Editor’s response to the Trayvon Martin verdict

I feel that I have been through a whirlwind of emotions with the Trayvon Martin case, like a wild roller coaster ride that never ends…until today. Today the roller coaster ride ends for me. I have passed through the emotional responses to the verdict from shock, to disbelief, to righteous anger, to now a pensive state. This pensive state has made me question what lesson that we, as a society can learn from the case. We all know the details and the outcome; the pundits on the cable news networks are having a field day.

I have decided to not listen to them. I have decided to go within myself and examine why this verdict has affected not only me, but the world consciousness at large. There must be a lesson in all of this. The struggle that I am having is trying to figure out exactly what that lesson is. Could the lesson be that we, as Americans, have an African American President, yet race relations are no better than in the 1960s? Has anything really changed since Dr. Martin Luther King Jr. made his “I Have a Dream” speech? How can this be? What possible lesson can society learn from the death of a young black man who was murdered in cold blood while his killer gets off scott free? This, my friends, is the question that we must ask ourselves both individually and collectively.

We cannot get to the point of asking the “why” until we get beyond the anger. But how do we get beyond the anger? Does anyone know? No one wants to simply resign themselves to the verdict, and that is understandable because the verdict was unjust. We must, however, take a deep look at ourselves introspectively as human beings on the individual level, and as members of humanity as a whole. Those of us who seek world peace are struggling today to try to maintain our balance. We want justice, yet justice has been denied. Is this denial of justice part of the bigger plan to raise the mass consciousness of society to do something about the injustice that people all over the world must face on a daily basis? But what can we do to get past the anger and concentrate on raising consciousness? I do not have an answer for that now, perhaps the wound is too deep, and the tragedy is too close to home, both socially and psychologically.

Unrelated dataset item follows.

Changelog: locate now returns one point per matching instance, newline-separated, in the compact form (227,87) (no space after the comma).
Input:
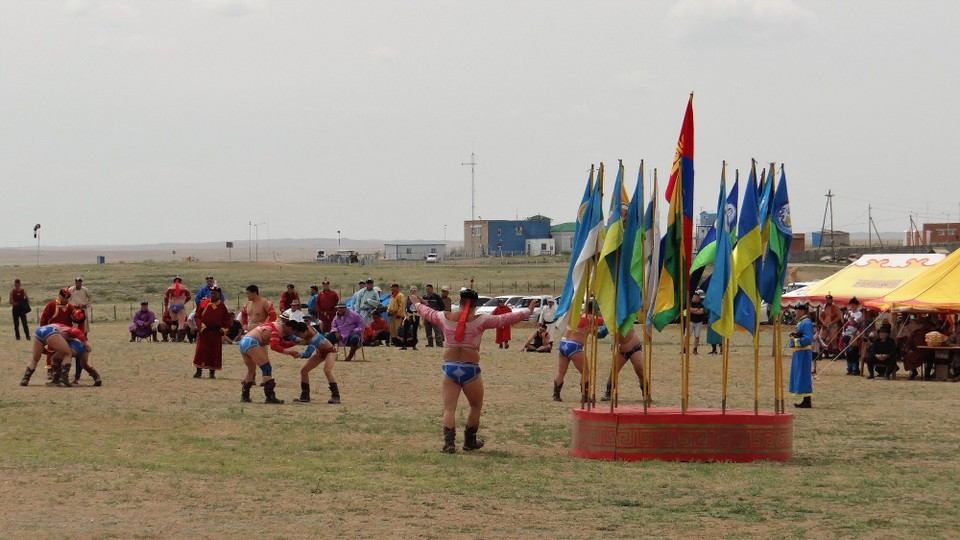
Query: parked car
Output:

Forgiveness appears to be the only answer. But who do we forgive? Is it Zimmerman? Is it the biased jury? Is it the complete breakdown of the American Justice System? Social activists would say that we need to “fix” the American Criminal Justice System, and would go on to cite all the many indignities that people have suffered because of it, Trayvon and his family included. They might advocate for the overturning of the “Stand Your Ground Law,” or push to reform gun control legislation. Well, Congress had the opportunity to reform gun control, but ignored American public opinion. So reforming the laws doesn’t seem to be the answer. I am not saying that activists of all sorts are not valuable in changing the way in which a society is run, however, at this point…how many people need to be murdered until the lawmakers get it.

We know that unless there is a shift from Republicans to Democrats in the House, nothing is going to change. All the activists can do is get out the vote the next election. This is not meant to be a political commentary, rather it is a commentary on where we are collectively, as human and sentient beings in the big picture, and that is mass consciousness. This is what we must truly examine, and dig deep within ourselves to find compassion for all of those involved in this case. It is a difficult task, but not an overwhelming one. This nation has made it through the OJ trial after all. Yes. The whole issue of race relations came out in that verdict too. But we, as a collective, got through it. Let us try to get through this in a way that will give solace to the many victims, including the friends and family of Trayvon, and all of us who grieve for him. We must do this to save ourselves and to move forward into a new, higher way of being human.